Known Limitations and Issues
Limitations
• Obscure instructions: Use of AMD 3DNow! and other extended AMD instructions is not supported (though Intel SSE, SSE2, SSE3 and SSE4 instructions are supported). Instructions that modify CS, DS, ES or SS registers are also not supported.
• AsyncIO: ReplayEngine does not support asynchronous IO operations. io_cancel, io_destroy, io_getevents, ioperm, iopl, io_setup, and io_submit system calls are all unsupported.
• Exec: ReplayEngine does not support the execve syscall, as used by libc's execl(), execlp(), execle(), execv(), execvp(), and execve() functions. If the target program attempts to issue this system call, forward execution will not be possible beyond this point (though reverse execution is still possible).
• Obscure system calls: Certain rarely used system calls are not supported. If the target program attempts to issue an unsupported system call, forward execution will not be possible beyond this point (though reverse execution is still possible). The following system calls are either esoteric or obsolete, and only maintained in the kernel for backward compatibility with binaries written for early 2.x series kernels: ssetmask, modify_ldt, pivot_root, vm86, and unshare.
• Use of setrlimit(): If the target program uses setrlimit to reduce the amount of memory, processes, or other resources consumed, ReplayEngine may not be able to operate properly due to lack of resources.
• Use of x86 inter-segment (aka 'far') jumps/calls: ReplayEngine does not support the use of far jumps/calls in the target program. Any such attempt will result in forward execution not being able to continue from the point at which the far jump/call instruction is issued.
• Non-executable memory: ReplayEngine ignores the executable status of memory when running code, so code that would usually fail because it is in non-executable memory will run successfully.
• Disk usage: Depending on the target program, ReplayEngine can create large temporary files within
/tmp. See
"System Resources ReplayEngine Uses" for information on how to use alternative temporary directories.
• Self-modifying code: ReplayEngine mostly works with self-modifying code, but in some situations the effects of writing into the currently executing “basic block” may be delayed (that is, writing instructions just ahead of the current program counter such that the processor executes the newly written code by virtue of “running in to” rather than “jumping to” it).
• Shared memory accesses straddling valid and invalid pages: Accessing shared memory where the instruction's operand straddles a page boundary such that the first part of the operand is in accessible shared memory, but the second part is in mapped shared memory which is not backed by a valid shared object (e.g. because the file which is mapped has been truncated) should receive signal SIGBUS. Under ReplayEngine, a target program making such an access will not receive SIGBUS but will read zeros for the part of the operand that straddles into unbacked memory. Note that normal attempted access to shared memory not backed by a shared object will generate a SIGBUS as normal; the issue applies only when a single instruction's access that lies half in valid memory and half in invalid memory that should generate a SIGBUS.
• Breakpoints: All breakpoints used with ReplayEngine work like hardware breakpoints. In particular, if the code where the breakpoint resides is not modified, writing to that code will not remove the breakpoint, and setting a breakpoint that is not at the first byte of an instruction will have no effect.
• System call output buffers: Any system calls that write to memory must be passed a buffer entirely within writable memory. For example, if read() is passed an 8k buffer of which only the first 4k is in user-writable memory, if that read() would normally return 4k or fewer characters then natively it may succeed, but on ReplayEngine it will fail with EFAULT. If a system call that writes to memory is passed a buffer which is not in writable memory at all, but fails for some other reason before the kernel tries to write to the buffer, then natively it may fail with some error other than EFAULT, but on ReplayEngine it may fail with EFAULT. If two buffers which overlap are passed to a system call which writes to both of them or reads from one and writes to the other, the behavior in ReplayEngine may differ from the native behavior (although behavior in such cases is liable to vary between kernel versions, too.)

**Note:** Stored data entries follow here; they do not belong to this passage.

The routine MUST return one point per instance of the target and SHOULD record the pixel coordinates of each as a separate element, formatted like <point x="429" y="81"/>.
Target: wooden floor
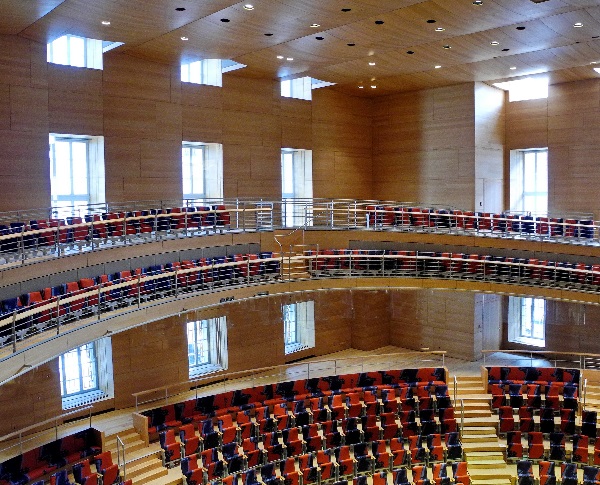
<point x="347" y="361"/>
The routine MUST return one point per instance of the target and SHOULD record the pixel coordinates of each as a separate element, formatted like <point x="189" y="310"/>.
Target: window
<point x="301" y="88"/>
<point x="86" y="374"/>
<point x="207" y="346"/>
<point x="298" y="326"/>
<point x="296" y="183"/>
<point x="72" y="50"/>
<point x="529" y="181"/>
<point x="527" y="321"/>
<point x="202" y="170"/>
<point x="76" y="173"/>
<point x="208" y="71"/>
<point x="524" y="89"/>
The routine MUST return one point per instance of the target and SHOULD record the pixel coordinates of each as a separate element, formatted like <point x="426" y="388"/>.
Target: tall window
<point x="86" y="374"/>
<point x="76" y="172"/>
<point x="296" y="187"/>
<point x="208" y="71"/>
<point x="207" y="346"/>
<point x="529" y="181"/>
<point x="527" y="321"/>
<point x="72" y="50"/>
<point x="202" y="170"/>
<point x="298" y="326"/>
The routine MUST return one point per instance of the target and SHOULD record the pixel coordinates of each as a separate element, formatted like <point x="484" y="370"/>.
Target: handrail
<point x="159" y="219"/>
<point x="55" y="420"/>
<point x="110" y="296"/>
<point x="244" y="373"/>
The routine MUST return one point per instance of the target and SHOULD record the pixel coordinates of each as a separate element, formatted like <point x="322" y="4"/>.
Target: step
<point x="465" y="438"/>
<point x="151" y="475"/>
<point x="479" y="430"/>
<point x="141" y="467"/>
<point x="483" y="446"/>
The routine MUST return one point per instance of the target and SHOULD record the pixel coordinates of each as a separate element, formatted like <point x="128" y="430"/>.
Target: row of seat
<point x="46" y="235"/>
<point x="422" y="218"/>
<point x="554" y="449"/>
<point x="34" y="464"/>
<point x="334" y="262"/>
<point x="87" y="296"/>
<point x="295" y="392"/>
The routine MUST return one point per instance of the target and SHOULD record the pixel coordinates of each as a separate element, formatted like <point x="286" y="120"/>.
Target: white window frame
<point x="98" y="373"/>
<point x="211" y="170"/>
<point x="529" y="194"/>
<point x="527" y="321"/>
<point x="62" y="51"/>
<point x="207" y="338"/>
<point x="298" y="326"/>
<point x="73" y="203"/>
<point x="296" y="187"/>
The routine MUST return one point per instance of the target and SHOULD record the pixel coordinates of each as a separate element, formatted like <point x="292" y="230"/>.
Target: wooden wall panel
<point x="423" y="146"/>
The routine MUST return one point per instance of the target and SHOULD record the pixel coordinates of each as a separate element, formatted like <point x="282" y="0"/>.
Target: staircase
<point x="483" y="451"/>
<point x="143" y="464"/>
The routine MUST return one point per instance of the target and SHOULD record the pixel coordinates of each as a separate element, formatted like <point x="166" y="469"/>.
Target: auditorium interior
<point x="299" y="242"/>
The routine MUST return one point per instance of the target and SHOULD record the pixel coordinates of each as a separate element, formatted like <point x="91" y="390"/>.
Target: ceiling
<point x="485" y="41"/>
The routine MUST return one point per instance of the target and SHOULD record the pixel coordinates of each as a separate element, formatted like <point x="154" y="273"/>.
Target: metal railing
<point x="108" y="297"/>
<point x="224" y="382"/>
<point x="37" y="234"/>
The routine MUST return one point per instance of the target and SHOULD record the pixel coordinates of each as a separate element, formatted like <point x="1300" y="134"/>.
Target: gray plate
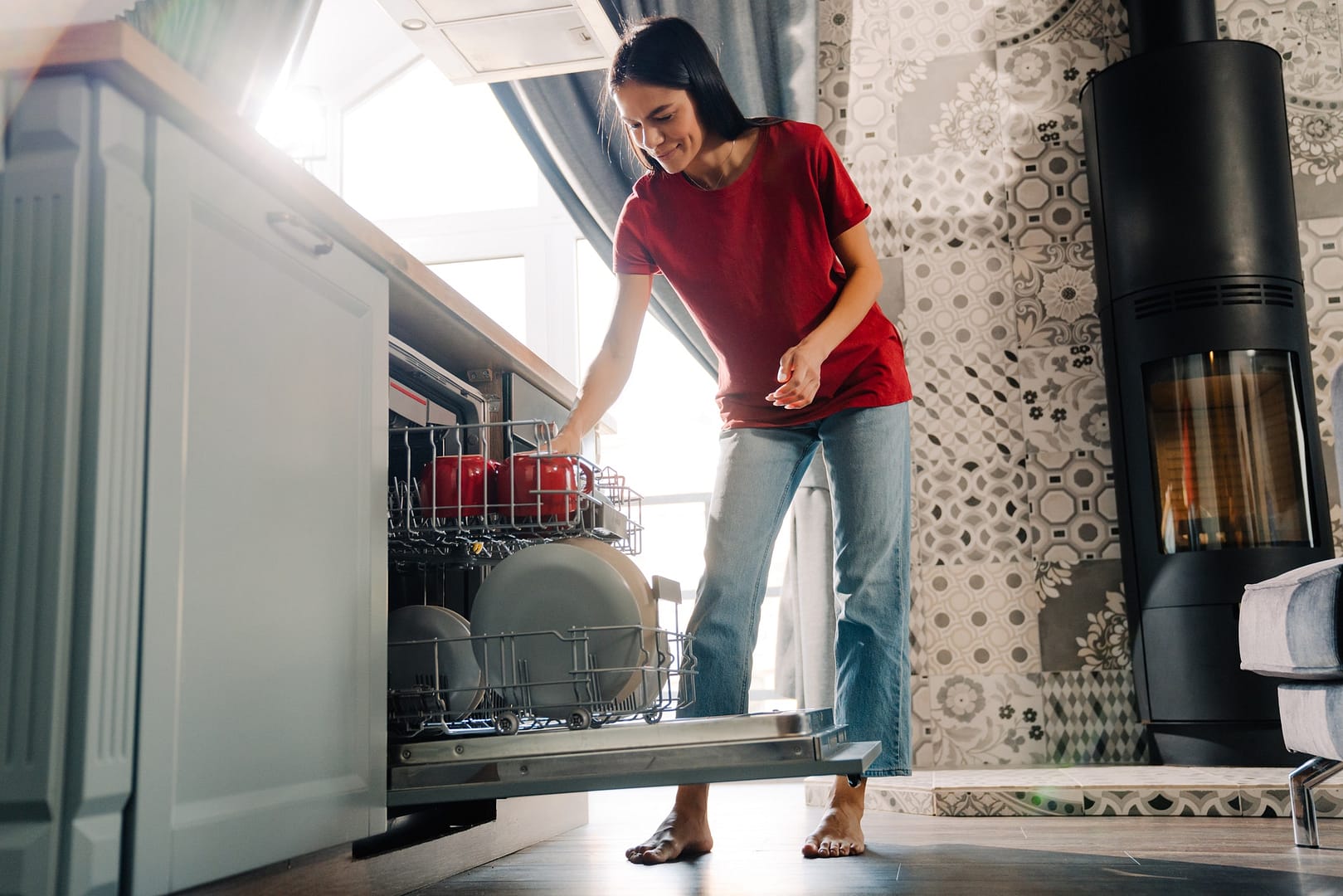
<point x="445" y="664"/>
<point x="540" y="596"/>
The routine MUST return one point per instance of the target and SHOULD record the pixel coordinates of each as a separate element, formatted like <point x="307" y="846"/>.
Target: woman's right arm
<point x="611" y="367"/>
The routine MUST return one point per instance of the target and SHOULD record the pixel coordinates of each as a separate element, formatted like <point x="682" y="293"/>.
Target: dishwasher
<point x="516" y="665"/>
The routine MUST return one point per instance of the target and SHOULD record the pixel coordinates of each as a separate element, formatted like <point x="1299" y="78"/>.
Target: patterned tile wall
<point x="961" y="123"/>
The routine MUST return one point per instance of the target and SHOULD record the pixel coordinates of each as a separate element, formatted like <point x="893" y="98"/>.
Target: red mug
<point x="455" y="485"/>
<point x="544" y="485"/>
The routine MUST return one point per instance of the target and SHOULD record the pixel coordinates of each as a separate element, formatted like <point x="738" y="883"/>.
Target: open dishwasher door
<point x="549" y="668"/>
<point x="775" y="744"/>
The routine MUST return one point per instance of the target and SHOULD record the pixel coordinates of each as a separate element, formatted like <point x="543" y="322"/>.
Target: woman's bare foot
<point x="684" y="832"/>
<point x="839" y="832"/>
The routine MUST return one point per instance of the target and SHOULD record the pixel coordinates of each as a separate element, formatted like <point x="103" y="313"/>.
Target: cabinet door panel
<point x="265" y="594"/>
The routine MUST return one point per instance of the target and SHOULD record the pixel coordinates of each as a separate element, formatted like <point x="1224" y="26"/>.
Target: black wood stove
<point x="1217" y="449"/>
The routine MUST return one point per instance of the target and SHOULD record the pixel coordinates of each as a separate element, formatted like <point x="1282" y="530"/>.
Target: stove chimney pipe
<point x="1165" y="23"/>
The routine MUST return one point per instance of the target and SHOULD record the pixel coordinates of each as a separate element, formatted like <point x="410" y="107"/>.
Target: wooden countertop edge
<point x="422" y="305"/>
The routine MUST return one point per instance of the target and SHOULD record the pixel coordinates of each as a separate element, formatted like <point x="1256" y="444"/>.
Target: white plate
<point x="411" y="665"/>
<point x="552" y="589"/>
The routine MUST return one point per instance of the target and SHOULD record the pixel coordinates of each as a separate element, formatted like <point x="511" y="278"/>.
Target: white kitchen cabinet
<point x="192" y="519"/>
<point x="262" y="730"/>
<point x="74" y="309"/>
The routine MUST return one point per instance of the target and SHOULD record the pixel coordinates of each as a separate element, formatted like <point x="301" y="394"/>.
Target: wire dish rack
<point x="505" y="699"/>
<point x="447" y="501"/>
<point x="451" y="505"/>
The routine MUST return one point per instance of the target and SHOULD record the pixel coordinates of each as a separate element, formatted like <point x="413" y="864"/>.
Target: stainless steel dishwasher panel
<point x="776" y="744"/>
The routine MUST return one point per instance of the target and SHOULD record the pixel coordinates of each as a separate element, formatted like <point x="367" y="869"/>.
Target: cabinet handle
<point x="324" y="243"/>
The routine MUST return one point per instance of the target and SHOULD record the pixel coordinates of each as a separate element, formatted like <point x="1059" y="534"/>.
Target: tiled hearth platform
<point x="1089" y="790"/>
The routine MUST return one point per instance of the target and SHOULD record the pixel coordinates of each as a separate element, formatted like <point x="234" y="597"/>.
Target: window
<point x="421" y="147"/>
<point x="494" y="285"/>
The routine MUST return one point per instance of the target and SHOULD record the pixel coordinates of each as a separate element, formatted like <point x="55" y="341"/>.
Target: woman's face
<point x="662" y="121"/>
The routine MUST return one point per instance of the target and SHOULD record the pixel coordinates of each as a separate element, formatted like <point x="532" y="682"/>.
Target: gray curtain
<point x="238" y="49"/>
<point x="767" y="52"/>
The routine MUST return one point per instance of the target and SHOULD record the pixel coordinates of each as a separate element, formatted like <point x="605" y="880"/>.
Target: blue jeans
<point x="759" y="469"/>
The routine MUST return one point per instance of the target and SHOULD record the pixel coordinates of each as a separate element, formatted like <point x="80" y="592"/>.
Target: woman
<point x="759" y="229"/>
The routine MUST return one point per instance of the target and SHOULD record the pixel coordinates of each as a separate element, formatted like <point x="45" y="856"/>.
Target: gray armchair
<point x="1291" y="627"/>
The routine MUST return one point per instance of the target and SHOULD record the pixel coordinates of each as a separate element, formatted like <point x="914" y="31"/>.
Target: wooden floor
<point x="757" y="829"/>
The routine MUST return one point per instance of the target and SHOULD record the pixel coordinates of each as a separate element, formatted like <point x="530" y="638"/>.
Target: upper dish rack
<point x="449" y="501"/>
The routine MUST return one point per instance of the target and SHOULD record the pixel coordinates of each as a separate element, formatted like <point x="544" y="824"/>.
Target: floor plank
<point x="759" y="828"/>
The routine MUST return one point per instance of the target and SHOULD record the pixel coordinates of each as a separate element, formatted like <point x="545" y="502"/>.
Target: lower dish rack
<point x="508" y="698"/>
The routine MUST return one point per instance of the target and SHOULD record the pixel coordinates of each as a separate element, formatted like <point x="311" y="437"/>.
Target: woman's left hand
<point x="800" y="371"/>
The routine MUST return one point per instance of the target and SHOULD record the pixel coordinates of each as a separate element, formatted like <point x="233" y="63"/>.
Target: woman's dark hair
<point x="665" y="51"/>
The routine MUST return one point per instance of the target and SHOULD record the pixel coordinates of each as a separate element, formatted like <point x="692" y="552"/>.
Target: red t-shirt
<point x="757" y="271"/>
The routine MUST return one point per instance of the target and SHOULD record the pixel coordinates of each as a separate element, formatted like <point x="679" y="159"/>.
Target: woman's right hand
<point x="563" y="442"/>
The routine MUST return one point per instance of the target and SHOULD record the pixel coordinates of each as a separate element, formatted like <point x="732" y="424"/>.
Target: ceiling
<point x="43" y="14"/>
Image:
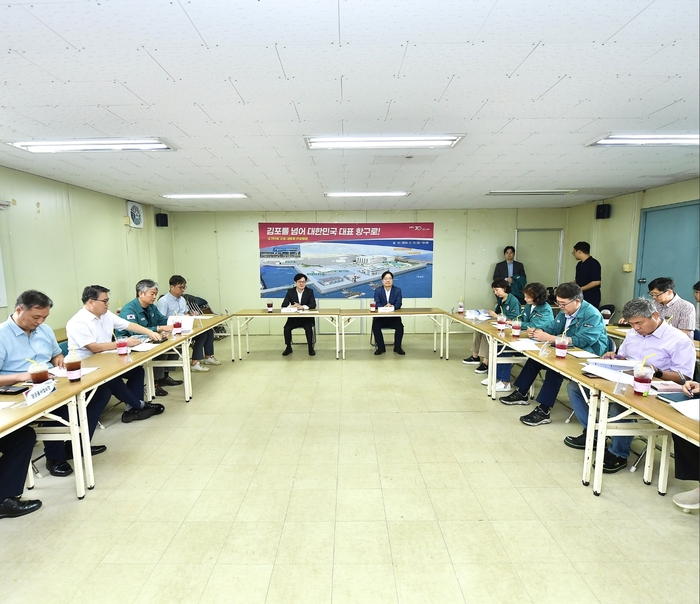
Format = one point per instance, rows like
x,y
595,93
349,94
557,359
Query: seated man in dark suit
x,y
16,455
300,298
513,272
384,297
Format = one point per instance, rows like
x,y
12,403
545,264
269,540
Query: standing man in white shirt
x,y
91,330
173,303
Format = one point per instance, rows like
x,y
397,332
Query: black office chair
x,y
612,347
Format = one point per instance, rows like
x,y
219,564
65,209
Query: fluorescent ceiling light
x,y
647,140
95,144
535,192
207,196
382,142
369,194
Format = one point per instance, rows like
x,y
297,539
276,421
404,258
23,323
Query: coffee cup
x,y
122,346
515,328
642,379
73,367
561,345
39,373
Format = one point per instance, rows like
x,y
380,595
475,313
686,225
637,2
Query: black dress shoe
x,y
58,467
94,450
12,507
137,414
157,408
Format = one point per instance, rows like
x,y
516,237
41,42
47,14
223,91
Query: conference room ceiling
x,y
234,85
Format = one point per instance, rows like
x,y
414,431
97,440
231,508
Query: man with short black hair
x,y
301,298
512,271
584,329
90,331
670,306
172,304
672,357
25,338
389,297
143,311
588,273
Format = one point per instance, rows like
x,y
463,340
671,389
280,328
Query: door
x,y
669,246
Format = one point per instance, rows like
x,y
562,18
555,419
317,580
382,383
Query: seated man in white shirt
x,y
173,303
91,330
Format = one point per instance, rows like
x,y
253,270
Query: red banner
x,y
274,233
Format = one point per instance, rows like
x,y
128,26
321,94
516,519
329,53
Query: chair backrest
x,y
612,347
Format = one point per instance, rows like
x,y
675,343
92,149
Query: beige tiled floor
x,y
390,479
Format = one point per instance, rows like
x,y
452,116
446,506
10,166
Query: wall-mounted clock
x,y
135,212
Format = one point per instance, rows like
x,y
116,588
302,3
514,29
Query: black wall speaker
x,y
602,211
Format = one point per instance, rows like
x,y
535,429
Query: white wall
x,y
59,238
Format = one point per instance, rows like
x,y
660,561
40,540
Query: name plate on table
x,y
38,392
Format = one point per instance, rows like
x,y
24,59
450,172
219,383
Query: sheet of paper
x,y
615,364
689,408
666,386
609,374
582,354
187,321
144,347
525,344
58,372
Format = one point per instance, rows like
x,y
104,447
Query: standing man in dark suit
x,y
512,271
300,298
588,273
388,296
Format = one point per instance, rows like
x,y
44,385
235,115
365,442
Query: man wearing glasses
x,y
584,328
90,331
670,306
172,304
673,359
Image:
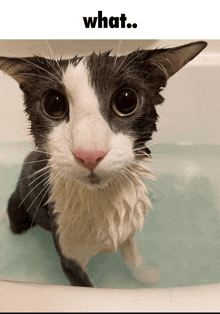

• Adjust Flag: According to the Intel manuals, the state of the Adjust Flag (AF) after some instructions is “undefined.” On some processor models, different executions of the same code can produce different states of AF. If the behavior of a program depends on the state of AF when it is supposed to be undefined, the program may not run correctly with ReplayEngine.
• SIGCHLD while attaching: If a SIGCHLD arrives for a process while ReplayEngine is in the middle of attaching to the process, the SIGCHLD may be silently lost. Once the process has been attached to, SIGCHLD is handled normally.
• Loading a previous recording session: The successful reloading and debugging of a previously saved replay recording session requires that both the environment that saved the session and the environment replaying the recording session be exactly the same.